The two countries held their biannual Status of Forces Agreement (SOFA) meeting Thursday in Seoul, and the anthrax issue was raised.

“We have proposed joint recommendations to make mandatory steps for a SOFA joint committee to regulate the delivery of such samples,” a government official said. “There has been no precedent on measures to bolster security procedures for inactivated samples for testing.”

The Korean Ministry of Foreign Affairs said on Thursday that it received a report from the Korea-U.S. joint working group on the results of the investigation and agreed that the two sides will continue to cooperate in the future based on measures established after this incident.

They recommended that the USFK notify the Korean government when bringing in bacterium samples for testing along with providing their details, and enable officials here to examine the samples if they do it jointly, unlike before.

There were concerns in Seoul that the results of the joint study were overly reliant on details provided by Washington.

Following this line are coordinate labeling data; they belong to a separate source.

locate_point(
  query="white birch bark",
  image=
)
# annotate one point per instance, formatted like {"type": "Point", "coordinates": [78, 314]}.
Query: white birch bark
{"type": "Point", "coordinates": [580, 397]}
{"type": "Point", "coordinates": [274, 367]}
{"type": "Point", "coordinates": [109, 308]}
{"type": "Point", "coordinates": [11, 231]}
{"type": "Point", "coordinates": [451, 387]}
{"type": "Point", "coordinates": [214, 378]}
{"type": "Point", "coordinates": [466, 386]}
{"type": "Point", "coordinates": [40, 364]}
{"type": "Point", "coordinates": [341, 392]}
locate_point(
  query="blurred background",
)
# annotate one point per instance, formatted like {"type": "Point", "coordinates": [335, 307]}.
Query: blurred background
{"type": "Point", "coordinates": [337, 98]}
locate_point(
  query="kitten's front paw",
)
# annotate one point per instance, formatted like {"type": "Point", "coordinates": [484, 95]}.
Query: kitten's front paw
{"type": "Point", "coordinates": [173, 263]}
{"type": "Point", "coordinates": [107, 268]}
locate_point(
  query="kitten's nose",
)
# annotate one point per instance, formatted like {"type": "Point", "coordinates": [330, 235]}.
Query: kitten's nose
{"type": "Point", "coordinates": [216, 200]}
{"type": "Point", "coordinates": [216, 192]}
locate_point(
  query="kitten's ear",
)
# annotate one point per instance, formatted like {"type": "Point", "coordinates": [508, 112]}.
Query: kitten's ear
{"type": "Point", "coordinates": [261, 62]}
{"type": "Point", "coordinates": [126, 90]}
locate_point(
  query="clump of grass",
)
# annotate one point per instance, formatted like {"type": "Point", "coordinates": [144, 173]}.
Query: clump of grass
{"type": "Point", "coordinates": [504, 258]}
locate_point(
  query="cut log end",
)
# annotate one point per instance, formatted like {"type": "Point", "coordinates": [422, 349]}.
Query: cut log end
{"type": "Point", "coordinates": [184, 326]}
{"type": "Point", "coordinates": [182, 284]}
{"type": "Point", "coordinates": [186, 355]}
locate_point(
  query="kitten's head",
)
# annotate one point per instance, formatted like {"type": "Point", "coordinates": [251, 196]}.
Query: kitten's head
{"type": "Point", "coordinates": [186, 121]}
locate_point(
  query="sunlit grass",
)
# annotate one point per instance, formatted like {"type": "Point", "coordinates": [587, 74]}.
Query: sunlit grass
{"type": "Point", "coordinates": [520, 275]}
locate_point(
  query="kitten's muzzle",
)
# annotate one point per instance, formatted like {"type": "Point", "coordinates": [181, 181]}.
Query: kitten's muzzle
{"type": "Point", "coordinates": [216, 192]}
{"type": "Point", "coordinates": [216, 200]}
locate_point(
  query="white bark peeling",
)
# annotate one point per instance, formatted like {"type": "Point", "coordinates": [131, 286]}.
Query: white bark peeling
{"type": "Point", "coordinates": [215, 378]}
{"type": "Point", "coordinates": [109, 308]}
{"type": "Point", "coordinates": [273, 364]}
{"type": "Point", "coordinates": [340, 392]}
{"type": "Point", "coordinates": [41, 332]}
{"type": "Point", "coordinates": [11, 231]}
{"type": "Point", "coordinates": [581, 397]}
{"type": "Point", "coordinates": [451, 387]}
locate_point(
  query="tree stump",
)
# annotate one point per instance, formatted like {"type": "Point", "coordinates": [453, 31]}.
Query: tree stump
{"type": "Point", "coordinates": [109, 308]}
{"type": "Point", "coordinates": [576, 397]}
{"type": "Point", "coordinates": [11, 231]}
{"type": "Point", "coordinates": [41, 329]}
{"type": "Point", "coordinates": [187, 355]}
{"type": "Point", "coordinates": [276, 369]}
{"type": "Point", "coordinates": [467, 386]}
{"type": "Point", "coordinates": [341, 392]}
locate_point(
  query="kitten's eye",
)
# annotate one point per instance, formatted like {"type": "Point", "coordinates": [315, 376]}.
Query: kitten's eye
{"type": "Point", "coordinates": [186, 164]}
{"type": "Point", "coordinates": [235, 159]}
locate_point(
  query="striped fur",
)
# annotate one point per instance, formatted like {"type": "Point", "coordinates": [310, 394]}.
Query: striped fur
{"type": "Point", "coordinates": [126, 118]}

Biological testing by the USFK labs has been halted since May.

Anthrax is a rare disease caused by the bacterium Bacillus anthracis, and the agent can be used as a fatal biological weapon.

The disease is not contagious in the same way people might catch a common cold or the flu.

People become infected with anthrax when spores make their way into the body - breathing them in, eating food or drinking liquids contaminated with spores, or getting spores in a cut or scrape in the skin.